Il y a même, maintenant, des jeux vidéo créés par des agriculteurs. Certains gamins jouent à des jeux interactifs sur Internet ; ils sont passionnés par l’agriculture. À quel moment je vais mettre des engrais, quand faire ma récolte ? Il y avait des jeux pour faire la guerre, maintenant il y a des jeux pour faire de l’agriculture. L’état d’esprit change de jour en jour. Quand on va voir les grands fonds financiers, des gens qui gèrent des milliards d’euros, et qu’on parle d’agriculture, cela les intéresse beaucoup. C’est très porteur en ce moment.

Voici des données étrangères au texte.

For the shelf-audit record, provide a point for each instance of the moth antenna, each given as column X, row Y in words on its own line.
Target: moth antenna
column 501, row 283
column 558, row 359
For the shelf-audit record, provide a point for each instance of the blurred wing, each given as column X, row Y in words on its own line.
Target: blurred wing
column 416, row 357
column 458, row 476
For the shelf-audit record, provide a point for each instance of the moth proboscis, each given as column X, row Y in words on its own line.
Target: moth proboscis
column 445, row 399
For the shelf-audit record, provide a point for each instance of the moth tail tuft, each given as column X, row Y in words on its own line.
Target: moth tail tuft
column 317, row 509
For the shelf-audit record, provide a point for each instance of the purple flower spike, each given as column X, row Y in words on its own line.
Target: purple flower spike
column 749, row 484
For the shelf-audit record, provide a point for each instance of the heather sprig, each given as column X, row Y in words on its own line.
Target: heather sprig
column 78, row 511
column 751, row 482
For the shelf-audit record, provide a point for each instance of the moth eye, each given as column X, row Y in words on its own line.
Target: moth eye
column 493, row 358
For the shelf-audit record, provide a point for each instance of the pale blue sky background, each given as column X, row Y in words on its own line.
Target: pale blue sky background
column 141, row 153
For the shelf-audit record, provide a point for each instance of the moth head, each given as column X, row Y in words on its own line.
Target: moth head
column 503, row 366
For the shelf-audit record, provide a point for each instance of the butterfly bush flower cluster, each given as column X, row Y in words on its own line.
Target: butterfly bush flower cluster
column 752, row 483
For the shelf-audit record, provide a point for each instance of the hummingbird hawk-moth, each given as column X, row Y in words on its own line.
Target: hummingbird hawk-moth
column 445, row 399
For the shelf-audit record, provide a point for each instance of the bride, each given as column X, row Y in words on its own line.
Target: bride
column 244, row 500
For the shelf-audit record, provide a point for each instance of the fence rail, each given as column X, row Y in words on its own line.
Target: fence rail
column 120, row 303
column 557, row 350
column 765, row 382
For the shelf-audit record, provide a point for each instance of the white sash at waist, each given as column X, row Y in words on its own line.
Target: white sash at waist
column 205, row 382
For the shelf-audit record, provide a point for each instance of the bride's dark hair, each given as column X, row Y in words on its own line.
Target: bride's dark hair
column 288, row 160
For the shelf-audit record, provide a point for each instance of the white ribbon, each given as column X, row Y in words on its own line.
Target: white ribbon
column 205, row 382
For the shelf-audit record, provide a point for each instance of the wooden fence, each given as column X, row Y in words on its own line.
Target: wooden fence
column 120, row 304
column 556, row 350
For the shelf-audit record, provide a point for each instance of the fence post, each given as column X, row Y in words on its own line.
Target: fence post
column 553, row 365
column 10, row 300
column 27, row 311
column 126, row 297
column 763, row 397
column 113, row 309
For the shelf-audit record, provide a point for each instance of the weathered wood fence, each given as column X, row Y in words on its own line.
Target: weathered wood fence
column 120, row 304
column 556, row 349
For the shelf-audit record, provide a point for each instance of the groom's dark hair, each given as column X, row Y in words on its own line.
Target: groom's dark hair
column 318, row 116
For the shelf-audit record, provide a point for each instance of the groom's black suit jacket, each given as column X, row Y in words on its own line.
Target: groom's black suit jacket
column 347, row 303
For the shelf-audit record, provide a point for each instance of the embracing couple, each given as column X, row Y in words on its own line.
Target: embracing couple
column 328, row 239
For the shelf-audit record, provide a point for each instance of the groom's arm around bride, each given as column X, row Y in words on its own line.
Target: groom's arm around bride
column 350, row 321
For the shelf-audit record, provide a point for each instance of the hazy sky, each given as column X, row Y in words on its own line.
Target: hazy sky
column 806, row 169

Le regard change en accéléré, c’est rentable, c’est demandé, c’est attendu d’investir dans le monde agricole. Si vous avez besoin d’être convaincu qu’il y a un avenir, allez voir les financiers et vous serez immédiatement persuadé ».
L’agriculture, un métier d’avenir
Philippe Dessertine a expliqué : « C’est un métier hyper stratégique, dans un métier où l’argent va affluer. En 2007-2008, lors de la crise financière, il y avait vraiment un souci : nous avions 80 000 milliards de dollars de PIB mondial contre 140 000 milliards de dette. Fin 2019, le souci était de plus en plus fort, nous étions à 92 000 milliards de dollars de PIB mondial contre 250 000 milliards de dette, une masse monétaire beaucoup trop importante à l’échelle mondiale. La Covid a créé de la monnaie sans créer de richesse. Aujourd’hui, on est à 92 000 milliards de dollars de PIB mondial contre 300 000 milliards de dette, typiquement dans un terrain inflationniste. L’inflation commence, donc on commence à raisonner. Ce qui auto-alimente l’inflation, c’est le fait que l’on n’investisse plus en monnaie. On va aller de plus en plus vers les valeurs refuges, comme l’or, la cryptomonnaie, la pierre, et bien sûr… la terre ! »
Philippe Dessertine a conclu sur la nécessité de penser l’agriculture de façon collective. Il a mis en exergue le rôle primordial des coopératives agricoles comme Arterris, dans la construction d’un nouveau modèle et la mise en place d’actions concrètes pour demain.